Die Verbindung: Thriller (German Edition)
»niemand sonst wird von dem erfahren, was hier gesagt worden ist.«
Das hab ich auch schon mal gehört , dachte Xavier und schmunzelte.
»Nun gut«, fuhr Simpson fort, »ich glaube, man kann vernünftigerweise davon ausgehen, dass er sich auf der Kriechspur in den Ruhestand befindet. Wie Sie mit Sicherheit wissen, hatte er in der Vergangenheit mehr als nur ein paar Probleme mit der Autorität.«
»Das ist nicht wirklich das, was wir hier brauchen, nicht wahr?«, schaltete sich Xavier ein.
»Nein«, stimmte Simpson zu, wobei sie sich an Edgar statt an seinen Bruder wandte, was diesen verärgerte. »Aber es wäre nicht der Mühe wert, ihn zu diesem Zeitpunkt von den Ermittlungen abzuziehen. Es könnte manche Leute dazu bringen, unangenehme Fragen zu stellen.«
»Genau meine Ansicht«, sagte Edgar, der seinem Bruder einen scharfen Blick zuwarf.

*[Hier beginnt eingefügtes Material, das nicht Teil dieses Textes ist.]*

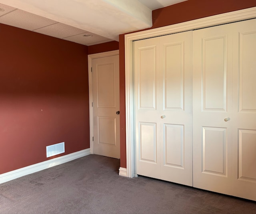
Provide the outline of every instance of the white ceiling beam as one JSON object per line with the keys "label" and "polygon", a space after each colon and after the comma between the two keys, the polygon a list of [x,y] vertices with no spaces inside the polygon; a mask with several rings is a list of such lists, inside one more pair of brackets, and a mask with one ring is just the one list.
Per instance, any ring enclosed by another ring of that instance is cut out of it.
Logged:
{"label": "white ceiling beam", "polygon": [[138,0],[0,0],[12,7],[118,41],[152,26],[152,10]]}

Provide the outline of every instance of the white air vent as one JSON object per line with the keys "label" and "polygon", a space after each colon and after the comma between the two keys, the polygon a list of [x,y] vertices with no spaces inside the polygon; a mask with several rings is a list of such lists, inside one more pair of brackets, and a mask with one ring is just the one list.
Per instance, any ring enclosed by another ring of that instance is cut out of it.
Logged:
{"label": "white air vent", "polygon": [[46,158],[65,152],[65,142],[46,146]]}

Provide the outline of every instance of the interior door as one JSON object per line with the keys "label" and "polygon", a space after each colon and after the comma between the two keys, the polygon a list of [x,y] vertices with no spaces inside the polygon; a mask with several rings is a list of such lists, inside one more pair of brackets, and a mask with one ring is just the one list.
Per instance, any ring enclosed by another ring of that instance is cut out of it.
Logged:
{"label": "interior door", "polygon": [[193,186],[232,195],[232,24],[193,34]]}
{"label": "interior door", "polygon": [[134,42],[135,173],[192,185],[191,32]]}
{"label": "interior door", "polygon": [[256,19],[233,24],[234,195],[256,200]]}
{"label": "interior door", "polygon": [[119,61],[118,55],[92,60],[94,153],[116,158],[120,158]]}

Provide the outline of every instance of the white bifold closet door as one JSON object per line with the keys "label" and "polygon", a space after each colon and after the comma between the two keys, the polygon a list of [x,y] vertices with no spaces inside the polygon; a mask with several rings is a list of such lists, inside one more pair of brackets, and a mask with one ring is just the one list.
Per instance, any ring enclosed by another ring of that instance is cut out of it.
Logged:
{"label": "white bifold closet door", "polygon": [[256,20],[193,38],[193,186],[256,200]]}
{"label": "white bifold closet door", "polygon": [[192,186],[192,32],[133,42],[135,174]]}

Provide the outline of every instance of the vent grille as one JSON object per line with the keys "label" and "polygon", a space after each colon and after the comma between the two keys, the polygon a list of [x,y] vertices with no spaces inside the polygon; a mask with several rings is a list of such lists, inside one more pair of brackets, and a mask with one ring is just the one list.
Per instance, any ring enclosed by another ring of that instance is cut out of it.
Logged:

»Abgesehen davon hat Carlyle eine ganz gute Erfolgsbilanz, was die Aufklärung seiner Fälle angeht«, fuhr Simpson fort. »Es besteht die Chance, dass er diese Sache zu einem schnellen Abschluss bringt. Falls nicht, und falls er unterwegs ein paar Fehler macht, wird es später leichter sein, ihn abzulösen.«
»Das klingt alles sehr sinnvoll«, sagte Edgar Carlton freundlich. »Wir danken Ihnen sehr für Ihre beruhigenden Worte. Wir überlassen die Sache ganz Ihren fähigen Händen.«
Zweiundzwanzig
Brixton, London, Juni 1987
Müde und übernächtigt schlenderte Larry Guthrie auf seinem Weg zum nahe gelegenen New World Café durch die Mostyn Road. Es war ein wunderschöner Tag mit Temperaturen um die fünfundzwanzig Grad, einer leichten Brise und der gelegentlichen Wolke, die über einen strahlend blauen Himmel schwebte. Es war ein Tag von der Art, an dem es eine Lust war zu leben, aber das Wetter interessierte Larry im Augenblick nicht sehr. Es war eine lange Nacht gewesen, und der Siebzehnjährige hätte gut mehr als zwei Stunden im Bett gebrauchen können. Der Schlaf würde allerdings noch warten müssen. Im Augenblick war Larry hungrig. Und er hatte außerdem einen Zeitplan zu befolgen. An diesem Nachmittag musste noch Arbeit erledigt werden, und es war nicht die Art von Job, bei dem man blaumachen und sich unter dem Federbett verstecken durfte. Die Leute brauchten ihr Zeug für Samstagabend, und deshalb würde das Geschäft lebhaft sein. Etwas Kaffee und ein paar Pfannkuchen würden seine Müdigkeit sowieso in Schach halten. Morgen, gelobte er sich, würde er den ganzen Tag im Bett verbringen.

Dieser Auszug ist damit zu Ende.